Siza Vieira considera a redução do IVA uma medida "cega, injusta e irresponsável". Apela para que sejam tomadas medidas que não prejudiquem a estabilidade económica do país.

O ministro da economia, Pedro Siza Vieira, concorda com António Costa e espera que o “bom senso prevaleça” na votação das propostas para a redução do IVA da luz, de forma a “não pôr em causa o OE”. “Não devem ser tomadas medidas que prejudiquem a estabilidade macroeconómica do país”, alerta.

Siza Viera frisa que o Governo encara com alguma preocupação as posições de diversos partidos à volta da questão do IVA da eletricidade. “Esperamos que os partidos atuem de forma responsável e que até ao momento da votação prevaleça o bom senso e que não se tomem medidas que comprometam a economia e as públicas sustentáveis“, conclui.

“É uma medida socialmente injusta porque beneficia todos os consumidores de eletricidade por igual, mesmo aqueles com elevados recursos. É uma medida irresponsável na medida que incentiva o aumento do consumo da eletricidade, num altura que estamos a tentar reduzir o consumo de eletricidade e energia em função das alterações climáticas, e é financeiramente irresponsável”, destacou à margem da sessão pública sobre “Mais investimento empresarial, novos avisos do Portugal 2020”.

O ministro da economia está convicto que esta medida, se aprovada, pode “comprometer ano após ano menos 800 milhões de euros de receitas fiscais, quando procuramos reduzir o IRS para as famílias no próximo ano, ter uma fiscalidade mais amiga do ambiente (…) esta é uma medida cega, irresponsável e socialmente injusta”, refere Siza Vieira.

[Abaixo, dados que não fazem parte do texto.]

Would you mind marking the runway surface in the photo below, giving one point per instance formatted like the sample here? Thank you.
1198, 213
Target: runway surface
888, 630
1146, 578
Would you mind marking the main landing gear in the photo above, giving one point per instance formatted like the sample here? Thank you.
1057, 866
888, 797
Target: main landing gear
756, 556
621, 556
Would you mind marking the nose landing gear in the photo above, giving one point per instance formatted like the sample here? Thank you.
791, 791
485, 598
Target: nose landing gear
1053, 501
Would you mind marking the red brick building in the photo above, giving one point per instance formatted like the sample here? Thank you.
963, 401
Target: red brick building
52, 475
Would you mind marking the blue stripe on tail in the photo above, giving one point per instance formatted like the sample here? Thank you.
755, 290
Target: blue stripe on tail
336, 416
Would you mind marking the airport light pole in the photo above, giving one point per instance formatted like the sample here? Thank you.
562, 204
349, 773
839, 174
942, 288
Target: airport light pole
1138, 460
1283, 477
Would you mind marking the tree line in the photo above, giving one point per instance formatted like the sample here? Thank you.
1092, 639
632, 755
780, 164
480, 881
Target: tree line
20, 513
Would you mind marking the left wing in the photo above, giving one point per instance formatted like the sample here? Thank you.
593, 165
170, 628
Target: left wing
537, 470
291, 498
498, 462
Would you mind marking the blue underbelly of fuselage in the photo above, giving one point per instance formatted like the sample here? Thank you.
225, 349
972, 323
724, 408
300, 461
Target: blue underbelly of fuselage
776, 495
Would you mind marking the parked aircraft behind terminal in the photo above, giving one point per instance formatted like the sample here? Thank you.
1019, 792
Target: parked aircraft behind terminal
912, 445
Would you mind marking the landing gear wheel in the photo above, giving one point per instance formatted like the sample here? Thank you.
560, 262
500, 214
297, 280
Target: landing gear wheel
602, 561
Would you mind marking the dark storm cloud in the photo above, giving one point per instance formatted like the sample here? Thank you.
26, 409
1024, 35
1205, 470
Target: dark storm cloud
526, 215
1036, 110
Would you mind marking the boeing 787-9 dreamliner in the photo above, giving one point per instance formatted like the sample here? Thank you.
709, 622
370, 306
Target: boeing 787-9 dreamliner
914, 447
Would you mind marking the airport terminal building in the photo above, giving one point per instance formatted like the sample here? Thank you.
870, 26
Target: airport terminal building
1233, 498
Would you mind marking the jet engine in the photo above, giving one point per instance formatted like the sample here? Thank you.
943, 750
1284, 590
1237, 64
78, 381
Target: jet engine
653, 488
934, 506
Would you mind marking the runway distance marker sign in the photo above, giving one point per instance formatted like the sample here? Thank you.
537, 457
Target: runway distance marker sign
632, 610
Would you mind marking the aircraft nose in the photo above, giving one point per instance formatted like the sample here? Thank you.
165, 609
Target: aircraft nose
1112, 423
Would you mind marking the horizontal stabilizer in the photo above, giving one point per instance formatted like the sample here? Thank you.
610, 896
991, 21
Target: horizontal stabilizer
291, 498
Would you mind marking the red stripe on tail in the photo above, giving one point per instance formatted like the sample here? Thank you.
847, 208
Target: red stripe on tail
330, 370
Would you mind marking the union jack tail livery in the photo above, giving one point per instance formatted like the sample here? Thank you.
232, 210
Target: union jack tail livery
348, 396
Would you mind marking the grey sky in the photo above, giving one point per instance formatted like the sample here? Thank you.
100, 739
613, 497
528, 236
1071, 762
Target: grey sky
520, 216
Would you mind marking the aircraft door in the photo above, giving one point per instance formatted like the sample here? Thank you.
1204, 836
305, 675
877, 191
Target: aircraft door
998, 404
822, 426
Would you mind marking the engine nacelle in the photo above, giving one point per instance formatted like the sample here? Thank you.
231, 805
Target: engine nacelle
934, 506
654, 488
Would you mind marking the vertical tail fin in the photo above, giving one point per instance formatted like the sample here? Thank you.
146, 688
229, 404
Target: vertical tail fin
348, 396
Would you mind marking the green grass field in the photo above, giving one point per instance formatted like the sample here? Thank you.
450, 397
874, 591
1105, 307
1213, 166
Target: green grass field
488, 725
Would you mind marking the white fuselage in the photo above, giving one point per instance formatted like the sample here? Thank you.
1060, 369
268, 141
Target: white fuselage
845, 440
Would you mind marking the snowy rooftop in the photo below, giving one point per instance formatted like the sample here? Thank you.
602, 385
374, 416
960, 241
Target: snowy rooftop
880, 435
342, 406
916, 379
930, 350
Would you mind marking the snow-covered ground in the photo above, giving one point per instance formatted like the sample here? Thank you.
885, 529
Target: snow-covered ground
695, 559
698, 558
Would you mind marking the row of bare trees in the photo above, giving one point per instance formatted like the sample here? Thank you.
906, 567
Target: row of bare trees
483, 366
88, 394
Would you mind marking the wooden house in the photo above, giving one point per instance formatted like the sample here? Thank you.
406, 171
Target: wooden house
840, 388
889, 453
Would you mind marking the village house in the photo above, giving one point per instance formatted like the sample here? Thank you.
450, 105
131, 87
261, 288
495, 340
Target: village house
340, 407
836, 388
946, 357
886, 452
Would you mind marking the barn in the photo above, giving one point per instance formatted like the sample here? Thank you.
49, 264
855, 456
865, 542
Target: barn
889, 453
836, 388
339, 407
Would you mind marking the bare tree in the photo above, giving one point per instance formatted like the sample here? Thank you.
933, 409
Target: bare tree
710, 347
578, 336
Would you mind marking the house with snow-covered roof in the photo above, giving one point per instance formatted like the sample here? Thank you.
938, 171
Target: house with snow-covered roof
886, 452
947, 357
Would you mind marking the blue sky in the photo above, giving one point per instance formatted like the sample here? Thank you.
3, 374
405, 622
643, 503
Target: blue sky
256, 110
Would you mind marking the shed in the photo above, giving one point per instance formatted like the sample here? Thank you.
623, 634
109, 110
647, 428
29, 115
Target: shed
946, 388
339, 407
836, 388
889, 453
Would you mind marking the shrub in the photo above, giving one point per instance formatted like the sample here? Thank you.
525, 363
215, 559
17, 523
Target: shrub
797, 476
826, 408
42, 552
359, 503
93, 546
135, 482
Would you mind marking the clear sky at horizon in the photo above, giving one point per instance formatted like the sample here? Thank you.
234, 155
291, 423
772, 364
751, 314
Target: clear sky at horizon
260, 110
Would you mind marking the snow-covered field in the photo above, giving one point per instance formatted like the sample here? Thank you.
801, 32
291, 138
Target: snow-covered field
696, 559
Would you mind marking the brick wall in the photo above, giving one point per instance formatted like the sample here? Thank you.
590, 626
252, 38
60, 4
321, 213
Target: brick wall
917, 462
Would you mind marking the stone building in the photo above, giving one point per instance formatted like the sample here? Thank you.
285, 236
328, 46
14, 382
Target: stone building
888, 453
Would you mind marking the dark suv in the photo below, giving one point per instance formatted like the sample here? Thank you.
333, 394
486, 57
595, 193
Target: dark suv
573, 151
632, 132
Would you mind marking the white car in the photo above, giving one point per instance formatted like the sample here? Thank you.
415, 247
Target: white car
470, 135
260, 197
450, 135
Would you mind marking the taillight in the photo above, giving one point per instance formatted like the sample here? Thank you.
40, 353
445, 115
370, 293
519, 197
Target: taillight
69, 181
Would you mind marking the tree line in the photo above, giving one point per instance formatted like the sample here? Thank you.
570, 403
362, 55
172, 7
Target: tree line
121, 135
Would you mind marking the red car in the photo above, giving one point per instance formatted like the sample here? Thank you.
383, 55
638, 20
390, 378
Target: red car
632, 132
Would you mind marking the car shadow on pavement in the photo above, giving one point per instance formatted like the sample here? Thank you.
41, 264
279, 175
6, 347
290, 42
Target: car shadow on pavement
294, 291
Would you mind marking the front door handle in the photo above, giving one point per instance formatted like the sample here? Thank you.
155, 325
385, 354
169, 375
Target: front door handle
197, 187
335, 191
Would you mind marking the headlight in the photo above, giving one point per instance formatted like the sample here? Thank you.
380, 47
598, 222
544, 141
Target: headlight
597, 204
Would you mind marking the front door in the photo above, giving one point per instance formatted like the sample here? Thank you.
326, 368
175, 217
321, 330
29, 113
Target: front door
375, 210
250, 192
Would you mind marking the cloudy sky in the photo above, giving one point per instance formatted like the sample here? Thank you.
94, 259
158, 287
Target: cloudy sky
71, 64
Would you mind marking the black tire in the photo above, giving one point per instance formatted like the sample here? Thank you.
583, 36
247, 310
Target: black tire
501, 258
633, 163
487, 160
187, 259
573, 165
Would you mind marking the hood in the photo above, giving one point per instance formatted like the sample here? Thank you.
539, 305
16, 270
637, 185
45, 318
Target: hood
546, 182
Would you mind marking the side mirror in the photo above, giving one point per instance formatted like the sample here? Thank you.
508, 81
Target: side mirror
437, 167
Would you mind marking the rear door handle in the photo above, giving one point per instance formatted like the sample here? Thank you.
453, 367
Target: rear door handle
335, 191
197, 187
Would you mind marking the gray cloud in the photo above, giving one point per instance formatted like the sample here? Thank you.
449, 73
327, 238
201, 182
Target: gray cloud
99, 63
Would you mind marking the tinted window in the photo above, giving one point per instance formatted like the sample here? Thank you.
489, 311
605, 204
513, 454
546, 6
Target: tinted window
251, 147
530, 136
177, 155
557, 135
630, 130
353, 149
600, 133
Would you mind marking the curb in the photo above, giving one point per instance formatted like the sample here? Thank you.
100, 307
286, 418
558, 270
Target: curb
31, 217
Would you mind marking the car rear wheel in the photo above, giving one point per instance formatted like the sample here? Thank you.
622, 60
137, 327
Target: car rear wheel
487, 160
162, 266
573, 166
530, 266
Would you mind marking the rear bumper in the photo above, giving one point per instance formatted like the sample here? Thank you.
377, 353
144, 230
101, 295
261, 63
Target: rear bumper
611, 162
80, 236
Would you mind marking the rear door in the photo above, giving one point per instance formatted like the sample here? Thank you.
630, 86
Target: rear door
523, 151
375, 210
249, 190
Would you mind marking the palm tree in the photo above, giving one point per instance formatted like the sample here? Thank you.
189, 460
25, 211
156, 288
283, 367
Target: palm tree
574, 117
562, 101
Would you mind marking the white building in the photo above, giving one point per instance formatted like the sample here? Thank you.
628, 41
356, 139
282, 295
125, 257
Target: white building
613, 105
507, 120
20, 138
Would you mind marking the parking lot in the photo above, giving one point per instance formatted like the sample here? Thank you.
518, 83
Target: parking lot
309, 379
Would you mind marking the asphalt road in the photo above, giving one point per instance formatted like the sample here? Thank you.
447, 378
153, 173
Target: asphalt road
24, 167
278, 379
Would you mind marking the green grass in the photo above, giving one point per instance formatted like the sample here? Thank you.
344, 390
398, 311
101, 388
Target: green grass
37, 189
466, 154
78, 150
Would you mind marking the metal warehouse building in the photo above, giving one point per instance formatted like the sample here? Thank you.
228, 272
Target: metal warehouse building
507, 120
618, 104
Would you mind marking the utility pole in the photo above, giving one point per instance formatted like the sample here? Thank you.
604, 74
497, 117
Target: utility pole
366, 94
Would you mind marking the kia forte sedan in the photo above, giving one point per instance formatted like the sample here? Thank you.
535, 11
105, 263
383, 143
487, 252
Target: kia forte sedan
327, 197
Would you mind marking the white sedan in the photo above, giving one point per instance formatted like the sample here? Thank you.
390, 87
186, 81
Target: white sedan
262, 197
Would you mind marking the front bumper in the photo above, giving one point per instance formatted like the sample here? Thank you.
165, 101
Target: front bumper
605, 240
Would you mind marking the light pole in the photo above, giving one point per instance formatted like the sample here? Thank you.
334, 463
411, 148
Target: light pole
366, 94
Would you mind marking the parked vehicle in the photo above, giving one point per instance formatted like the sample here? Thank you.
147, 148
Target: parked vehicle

Pedro Siza Vieira acrescenta mesmo que “não consegue perceber como é que esta proposta pode ser votada, discriminando consumidores em função da sua natureza. É ilegal à luz das regras comunitárias distinguir valor do IVA em função da natureza dos consumidores“, refere.

Na sua ótica “seria socialmente justo alterar os valores do IVA em função dos níveis de consumo“, conclui.